Containers started with Linux, but nowadays, we can run and orchestrate containers on Windows. Microsoft integrated containers on Windows in Windows 2016. With this release, they consolidated a partnership with Docker to create a container engine that runs containers natively on Windows.
After a few releases, Microsoft decided to have two different approaches to containers on Windows, these being the following:
- Windows Server Containers (WSC), or process containers
- Hyper-V Containers
Because of the nature of Windows operating system implementation, we can share kernels but we can't isolate processes from the system services and DLLs. In this situation, process containers need a copy of the required system services and many DLLs to be able to make API calls to the underlying host operating system. This means that containers that use process container isolation will run with many system processes and DLLs inside. In this case, images are very big and will have a different kind of portability; we will only be able to run Windows containers based on the same underlying operating system version.

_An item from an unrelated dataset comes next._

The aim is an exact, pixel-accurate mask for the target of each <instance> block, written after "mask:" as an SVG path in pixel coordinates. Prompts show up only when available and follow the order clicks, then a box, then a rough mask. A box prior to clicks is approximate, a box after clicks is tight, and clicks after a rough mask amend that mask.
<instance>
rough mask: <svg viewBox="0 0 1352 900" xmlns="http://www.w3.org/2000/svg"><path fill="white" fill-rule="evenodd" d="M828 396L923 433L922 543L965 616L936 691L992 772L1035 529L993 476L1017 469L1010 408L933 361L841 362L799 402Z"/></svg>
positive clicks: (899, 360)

On the other hand, Hyper-V containers will not have these limitations because they will run on top of a virtualized kernel. This adds overhead, but the isolation is substantially better. In this case, we won't be able to run these kinds of containers on older Microsoft Windows versions. These containers will use optimized virtualization to isolate the new kernel for our process.
The following diagram represents both types of MS Windows container isolation:
Please check the Windows operating system's portability because this is a very common problem on Windows containers.
Networking in Windows containers is different from Linux. The Docker host uses a Hyper-V virtual switch to provide connectivity to containers and connects them to virtual switches using either a host virtual interface (Windows Server containers) or a synthetic VM interface (Hyper-V containers).